Catar: A Segunda Copa do Mundo dos Campeões Asiáticos
A estreia do Catar na Copa do Mundo — contra o Equador em 2022 — terminou em uma humilhante derrota por 2 a 0. Mas nos anos seguintes, o Catar realizou a reconstrução mais completa do futebol asiático: eles venceram Copas Asiáticas consecutivas (2019, 2024), escalando uma seleção nacional construída no sistema do clube Al-Sadd.
O retorno do técnico espanhol Félix Sánchez — que saiu depois de 2022 e depois voltou — significa que esta equipe do Catar entende seu sistema mais profundamente do que qualquer adversário. Eles jogaram centenas de partidas juntos — desde as categorias de base até o nível sênior. A química entre Almoez Ali e Akram Afif é quase telepática.
Mas o problema do Catar é o mesmo da Bósnia — ou pior. Seu teto é o de um campeão asiático. Quando o adversário se torna uma elite europeia como a Suíça, eles ficam para trás em fisicalidade e ritmo.
Suíça: O Mecanismo de Relógio
O problema da Suíça nunca foi a falta de talento. É a inconsistência — eles podem eliminar a França no mesmo torneio (Euro 2020) e depois perder para uma casca de banana.

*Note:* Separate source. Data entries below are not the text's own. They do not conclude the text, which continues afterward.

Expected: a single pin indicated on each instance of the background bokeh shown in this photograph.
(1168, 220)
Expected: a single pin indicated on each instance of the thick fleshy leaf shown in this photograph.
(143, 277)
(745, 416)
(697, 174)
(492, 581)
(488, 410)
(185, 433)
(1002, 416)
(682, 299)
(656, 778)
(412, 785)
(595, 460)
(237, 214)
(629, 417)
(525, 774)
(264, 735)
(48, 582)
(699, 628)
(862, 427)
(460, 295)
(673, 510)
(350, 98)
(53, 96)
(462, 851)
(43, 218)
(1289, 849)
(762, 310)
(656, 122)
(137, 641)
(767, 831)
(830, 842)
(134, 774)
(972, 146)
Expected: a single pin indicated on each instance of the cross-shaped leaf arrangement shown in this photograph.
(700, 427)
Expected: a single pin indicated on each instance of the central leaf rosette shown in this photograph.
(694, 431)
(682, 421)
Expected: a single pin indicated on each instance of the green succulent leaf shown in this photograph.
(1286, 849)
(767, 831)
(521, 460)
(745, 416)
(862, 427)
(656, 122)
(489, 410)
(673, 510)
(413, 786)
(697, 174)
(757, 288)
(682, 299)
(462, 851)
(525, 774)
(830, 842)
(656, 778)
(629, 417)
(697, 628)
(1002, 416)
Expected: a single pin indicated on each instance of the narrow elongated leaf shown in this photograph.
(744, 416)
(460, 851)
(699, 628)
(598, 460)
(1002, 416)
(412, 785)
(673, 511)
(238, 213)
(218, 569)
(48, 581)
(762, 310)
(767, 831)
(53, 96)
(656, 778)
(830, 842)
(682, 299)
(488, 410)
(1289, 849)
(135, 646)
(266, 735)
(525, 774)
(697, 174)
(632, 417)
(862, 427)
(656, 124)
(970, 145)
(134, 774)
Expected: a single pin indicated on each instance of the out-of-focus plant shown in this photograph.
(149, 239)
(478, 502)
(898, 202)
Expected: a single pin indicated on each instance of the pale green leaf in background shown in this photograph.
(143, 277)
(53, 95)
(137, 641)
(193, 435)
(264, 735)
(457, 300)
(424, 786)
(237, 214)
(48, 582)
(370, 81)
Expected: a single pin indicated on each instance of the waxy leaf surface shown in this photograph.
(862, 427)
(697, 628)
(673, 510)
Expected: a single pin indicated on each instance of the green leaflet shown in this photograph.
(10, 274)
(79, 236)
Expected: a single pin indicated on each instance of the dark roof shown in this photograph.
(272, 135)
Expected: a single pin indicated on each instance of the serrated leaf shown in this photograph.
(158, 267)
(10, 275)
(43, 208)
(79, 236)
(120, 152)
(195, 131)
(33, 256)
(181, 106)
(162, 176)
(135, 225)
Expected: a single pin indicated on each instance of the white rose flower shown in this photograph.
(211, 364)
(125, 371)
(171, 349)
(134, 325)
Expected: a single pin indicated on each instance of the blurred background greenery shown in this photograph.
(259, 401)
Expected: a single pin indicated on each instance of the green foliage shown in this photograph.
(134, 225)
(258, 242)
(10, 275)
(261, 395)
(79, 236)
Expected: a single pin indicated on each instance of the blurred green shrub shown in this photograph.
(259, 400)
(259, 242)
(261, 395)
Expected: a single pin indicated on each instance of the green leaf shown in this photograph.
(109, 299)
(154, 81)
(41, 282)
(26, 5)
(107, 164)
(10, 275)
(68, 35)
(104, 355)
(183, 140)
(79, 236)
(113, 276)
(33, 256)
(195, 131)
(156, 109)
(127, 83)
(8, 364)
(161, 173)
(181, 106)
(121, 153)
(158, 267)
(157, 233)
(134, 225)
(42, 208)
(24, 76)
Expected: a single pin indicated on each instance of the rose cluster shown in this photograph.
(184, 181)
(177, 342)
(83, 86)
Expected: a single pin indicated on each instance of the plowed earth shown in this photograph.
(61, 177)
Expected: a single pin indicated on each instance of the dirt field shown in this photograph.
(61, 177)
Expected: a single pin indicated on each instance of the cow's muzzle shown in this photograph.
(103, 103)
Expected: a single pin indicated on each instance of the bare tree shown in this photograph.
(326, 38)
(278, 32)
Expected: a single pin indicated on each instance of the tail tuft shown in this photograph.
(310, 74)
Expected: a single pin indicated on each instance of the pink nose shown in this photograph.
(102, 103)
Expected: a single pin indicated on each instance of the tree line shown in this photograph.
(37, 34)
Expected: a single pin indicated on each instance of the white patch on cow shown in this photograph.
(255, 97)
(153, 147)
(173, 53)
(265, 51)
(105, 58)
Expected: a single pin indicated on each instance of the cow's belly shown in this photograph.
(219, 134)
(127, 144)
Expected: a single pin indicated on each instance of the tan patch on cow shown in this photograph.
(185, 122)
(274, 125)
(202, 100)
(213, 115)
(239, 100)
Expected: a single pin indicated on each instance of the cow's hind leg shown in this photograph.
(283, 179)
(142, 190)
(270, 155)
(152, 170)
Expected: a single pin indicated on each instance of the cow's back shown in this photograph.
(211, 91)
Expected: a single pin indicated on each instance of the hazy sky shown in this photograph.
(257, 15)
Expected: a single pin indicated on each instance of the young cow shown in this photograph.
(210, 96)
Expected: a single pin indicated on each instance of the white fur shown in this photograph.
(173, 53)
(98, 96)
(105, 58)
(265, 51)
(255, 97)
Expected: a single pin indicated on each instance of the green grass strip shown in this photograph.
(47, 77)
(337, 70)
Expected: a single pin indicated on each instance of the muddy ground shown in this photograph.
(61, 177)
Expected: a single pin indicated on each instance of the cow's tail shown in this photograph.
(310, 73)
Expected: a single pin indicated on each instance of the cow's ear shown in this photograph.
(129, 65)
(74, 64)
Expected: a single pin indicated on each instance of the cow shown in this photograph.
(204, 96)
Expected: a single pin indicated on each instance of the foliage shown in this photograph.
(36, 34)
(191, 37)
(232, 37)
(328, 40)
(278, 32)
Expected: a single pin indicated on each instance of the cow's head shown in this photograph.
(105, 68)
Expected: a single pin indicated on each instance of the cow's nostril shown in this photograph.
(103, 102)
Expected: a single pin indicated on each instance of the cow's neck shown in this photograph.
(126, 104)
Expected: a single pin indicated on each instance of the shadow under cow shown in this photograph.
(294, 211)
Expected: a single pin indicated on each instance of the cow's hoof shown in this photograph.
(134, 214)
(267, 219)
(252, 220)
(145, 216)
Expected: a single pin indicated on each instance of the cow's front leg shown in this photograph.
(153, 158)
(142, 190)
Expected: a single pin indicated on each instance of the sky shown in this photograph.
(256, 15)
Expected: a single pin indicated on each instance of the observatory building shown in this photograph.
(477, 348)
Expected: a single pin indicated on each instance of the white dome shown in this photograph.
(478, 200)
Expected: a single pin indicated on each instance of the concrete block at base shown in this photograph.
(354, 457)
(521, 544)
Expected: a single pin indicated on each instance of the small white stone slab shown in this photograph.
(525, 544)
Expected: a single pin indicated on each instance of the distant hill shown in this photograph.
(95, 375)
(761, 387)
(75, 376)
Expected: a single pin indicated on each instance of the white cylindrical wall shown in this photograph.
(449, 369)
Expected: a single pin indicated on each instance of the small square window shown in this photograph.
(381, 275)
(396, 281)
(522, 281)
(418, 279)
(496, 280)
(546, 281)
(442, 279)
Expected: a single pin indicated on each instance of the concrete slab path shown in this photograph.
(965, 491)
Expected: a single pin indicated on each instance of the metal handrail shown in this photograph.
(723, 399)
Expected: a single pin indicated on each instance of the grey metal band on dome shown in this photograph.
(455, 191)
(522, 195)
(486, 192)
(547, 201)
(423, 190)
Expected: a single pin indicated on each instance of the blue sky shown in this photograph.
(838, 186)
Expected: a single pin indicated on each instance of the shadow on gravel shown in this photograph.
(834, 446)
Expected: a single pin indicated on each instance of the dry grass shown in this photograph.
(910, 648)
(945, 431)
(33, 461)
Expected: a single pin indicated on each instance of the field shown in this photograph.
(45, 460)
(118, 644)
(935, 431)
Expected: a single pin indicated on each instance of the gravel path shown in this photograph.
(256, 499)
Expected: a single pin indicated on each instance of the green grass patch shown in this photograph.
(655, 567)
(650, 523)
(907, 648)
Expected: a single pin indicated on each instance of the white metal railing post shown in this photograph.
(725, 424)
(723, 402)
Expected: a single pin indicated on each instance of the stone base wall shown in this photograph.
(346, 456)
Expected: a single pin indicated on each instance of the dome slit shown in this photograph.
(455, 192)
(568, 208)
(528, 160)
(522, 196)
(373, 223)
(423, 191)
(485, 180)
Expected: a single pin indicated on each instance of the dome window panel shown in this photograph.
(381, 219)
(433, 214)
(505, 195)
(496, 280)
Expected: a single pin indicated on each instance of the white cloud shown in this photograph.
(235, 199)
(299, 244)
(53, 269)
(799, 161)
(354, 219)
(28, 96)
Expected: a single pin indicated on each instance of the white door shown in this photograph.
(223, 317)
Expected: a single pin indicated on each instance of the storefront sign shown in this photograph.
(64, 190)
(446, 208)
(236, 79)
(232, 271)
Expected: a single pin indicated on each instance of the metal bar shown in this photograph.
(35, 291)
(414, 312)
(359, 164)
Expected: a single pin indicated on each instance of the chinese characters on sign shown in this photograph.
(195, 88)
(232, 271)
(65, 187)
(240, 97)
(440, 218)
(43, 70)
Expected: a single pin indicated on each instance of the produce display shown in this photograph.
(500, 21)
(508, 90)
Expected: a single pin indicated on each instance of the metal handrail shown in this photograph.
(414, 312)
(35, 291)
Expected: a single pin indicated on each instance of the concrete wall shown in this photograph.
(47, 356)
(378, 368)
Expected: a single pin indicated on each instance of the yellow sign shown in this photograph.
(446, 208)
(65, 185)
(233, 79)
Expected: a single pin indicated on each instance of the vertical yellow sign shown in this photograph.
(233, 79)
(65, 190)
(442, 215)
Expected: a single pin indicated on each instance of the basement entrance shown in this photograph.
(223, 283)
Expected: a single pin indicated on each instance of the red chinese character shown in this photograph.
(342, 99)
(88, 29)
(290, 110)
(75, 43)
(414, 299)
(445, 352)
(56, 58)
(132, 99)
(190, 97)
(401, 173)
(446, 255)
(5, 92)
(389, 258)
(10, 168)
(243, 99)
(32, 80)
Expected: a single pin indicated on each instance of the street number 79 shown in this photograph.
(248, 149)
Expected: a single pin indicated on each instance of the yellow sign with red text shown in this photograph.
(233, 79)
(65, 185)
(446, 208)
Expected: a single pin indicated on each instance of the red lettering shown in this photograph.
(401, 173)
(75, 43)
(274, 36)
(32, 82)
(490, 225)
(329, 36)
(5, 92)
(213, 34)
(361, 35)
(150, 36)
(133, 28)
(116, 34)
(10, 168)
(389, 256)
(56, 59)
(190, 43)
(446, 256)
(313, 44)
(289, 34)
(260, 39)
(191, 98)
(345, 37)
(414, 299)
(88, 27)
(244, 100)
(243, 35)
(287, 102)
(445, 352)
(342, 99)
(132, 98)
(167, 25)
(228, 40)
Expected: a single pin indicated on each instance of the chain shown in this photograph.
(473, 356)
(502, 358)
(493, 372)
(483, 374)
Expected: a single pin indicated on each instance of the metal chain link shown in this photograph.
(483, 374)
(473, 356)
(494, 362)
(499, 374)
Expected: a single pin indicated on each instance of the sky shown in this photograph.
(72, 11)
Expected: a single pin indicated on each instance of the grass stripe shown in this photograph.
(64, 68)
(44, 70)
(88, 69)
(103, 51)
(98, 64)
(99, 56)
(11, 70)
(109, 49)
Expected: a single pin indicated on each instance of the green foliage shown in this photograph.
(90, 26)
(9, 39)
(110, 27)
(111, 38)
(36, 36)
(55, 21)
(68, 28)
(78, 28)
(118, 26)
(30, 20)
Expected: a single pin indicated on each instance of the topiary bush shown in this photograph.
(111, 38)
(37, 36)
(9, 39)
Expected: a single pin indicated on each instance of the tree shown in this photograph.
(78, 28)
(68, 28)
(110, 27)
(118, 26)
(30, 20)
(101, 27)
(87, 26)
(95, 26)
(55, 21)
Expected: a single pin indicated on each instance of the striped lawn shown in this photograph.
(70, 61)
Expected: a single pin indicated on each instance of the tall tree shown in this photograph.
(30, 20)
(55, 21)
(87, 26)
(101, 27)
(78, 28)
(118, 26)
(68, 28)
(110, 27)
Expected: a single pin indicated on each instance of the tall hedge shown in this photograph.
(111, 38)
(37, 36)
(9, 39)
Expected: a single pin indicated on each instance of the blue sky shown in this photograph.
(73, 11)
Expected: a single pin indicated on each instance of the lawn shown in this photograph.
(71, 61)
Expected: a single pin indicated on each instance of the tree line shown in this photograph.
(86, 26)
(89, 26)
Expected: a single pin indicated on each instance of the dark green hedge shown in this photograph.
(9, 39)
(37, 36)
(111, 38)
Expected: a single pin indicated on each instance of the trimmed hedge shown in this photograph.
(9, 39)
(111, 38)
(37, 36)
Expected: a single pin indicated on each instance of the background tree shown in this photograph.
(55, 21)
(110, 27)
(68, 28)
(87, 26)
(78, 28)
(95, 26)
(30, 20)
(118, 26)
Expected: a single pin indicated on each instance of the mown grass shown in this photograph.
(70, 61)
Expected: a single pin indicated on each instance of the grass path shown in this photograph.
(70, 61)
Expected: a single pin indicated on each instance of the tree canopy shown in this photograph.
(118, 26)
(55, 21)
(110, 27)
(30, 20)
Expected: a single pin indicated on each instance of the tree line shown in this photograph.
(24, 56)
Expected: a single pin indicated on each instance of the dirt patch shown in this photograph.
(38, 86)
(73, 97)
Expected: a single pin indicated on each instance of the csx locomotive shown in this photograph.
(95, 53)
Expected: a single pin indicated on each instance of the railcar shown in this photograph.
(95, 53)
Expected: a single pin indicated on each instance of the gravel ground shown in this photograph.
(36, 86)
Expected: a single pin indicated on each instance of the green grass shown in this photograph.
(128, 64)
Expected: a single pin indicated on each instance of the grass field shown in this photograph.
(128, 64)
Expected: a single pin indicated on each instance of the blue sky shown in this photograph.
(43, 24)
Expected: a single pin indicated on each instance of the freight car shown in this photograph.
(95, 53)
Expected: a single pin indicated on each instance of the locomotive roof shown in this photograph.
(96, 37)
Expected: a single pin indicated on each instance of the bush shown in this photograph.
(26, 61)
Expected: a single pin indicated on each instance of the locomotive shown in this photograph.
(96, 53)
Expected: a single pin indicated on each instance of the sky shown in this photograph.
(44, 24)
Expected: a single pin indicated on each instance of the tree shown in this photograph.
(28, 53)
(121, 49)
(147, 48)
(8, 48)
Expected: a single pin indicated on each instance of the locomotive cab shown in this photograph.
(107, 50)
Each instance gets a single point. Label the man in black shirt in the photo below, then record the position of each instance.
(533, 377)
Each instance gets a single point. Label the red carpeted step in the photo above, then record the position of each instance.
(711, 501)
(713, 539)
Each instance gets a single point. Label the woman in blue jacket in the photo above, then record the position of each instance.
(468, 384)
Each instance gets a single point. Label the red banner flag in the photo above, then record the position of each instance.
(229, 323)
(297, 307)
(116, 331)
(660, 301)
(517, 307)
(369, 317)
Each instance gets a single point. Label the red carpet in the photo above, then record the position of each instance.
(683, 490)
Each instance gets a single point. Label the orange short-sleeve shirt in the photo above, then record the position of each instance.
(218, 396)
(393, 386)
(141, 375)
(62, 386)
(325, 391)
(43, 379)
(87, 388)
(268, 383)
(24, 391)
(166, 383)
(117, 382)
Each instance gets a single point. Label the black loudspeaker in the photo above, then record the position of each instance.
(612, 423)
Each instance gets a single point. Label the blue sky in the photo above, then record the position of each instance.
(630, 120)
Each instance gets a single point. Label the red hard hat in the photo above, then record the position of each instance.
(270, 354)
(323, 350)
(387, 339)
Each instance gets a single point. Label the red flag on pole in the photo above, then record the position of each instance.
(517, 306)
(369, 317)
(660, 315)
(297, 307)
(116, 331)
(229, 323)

A equipe do técnico Murat Yakin é construída em três pilares da Premier League: Manuel Akanji (Manchester City), Granit Xhaka (Bayer Leverkusen) e Remo Freuler (Bologna). A velocidade e inteligência tática de Akanji — cultivadas no sistema de Guardiola — permitem que ele se destaque igualmente em uma linha de três ou quatro zagueiros. O ressurgimento de Xhaka — sua transferência do Arsenal para o Bayer Leverkusen reacendeu sua carreira — é a chave para a Suíça estabelecer ritmo a partir do meio-campo.
A posição mais forte da Suíça é a ligação entre o meio-campo defensivo e o zagueiro — mas a finalização deles carece de uma solução há uma década. Breel Embolo é o centroavante titular, mas sua taxa de gols nunca correspondeu ao nível que seus atributos físicos deveriam ditar. Se a Suíça for segurada em um empate ou uma derrota apertada no Grupo B, será porque eles controlaram o jogo, mas nunca colocaram a bola na rede.
Previsão de Avanço: A Estabilidade da Suíça e o Teto do Canadá
A Suíça é a escolha mais lógica para o primeiro lugar do Grupo B — mas "lógico" nunca foi uma base de previsão confiável para a Suíça. A primeira partida do Canadá em casa — no BMO Field em Toronto contra a Bósnia e Herzegovina — pode definir toda a trajetória do grupo. Se o Canadá vencer essa partida, eles ganharão o impulso necessário para avançar. Se empatarem ou perderem, voltarão a cair nos fantasmas de 2022.
O segundo lugar é uma briga de três. A estrutura defensiva da Bósnia pode travar qualquer um. A coesão do sistema do Catar é a mais forte entre as quatro equipes — mas seu conjunto total de talentos é o mais baixo. O teto do Canadá é o mais alto, mas seu piso defensivo é o mais baixo. Este grupo não será decidido por estrelas. Será decidido naquela tarde de junho em Toronto.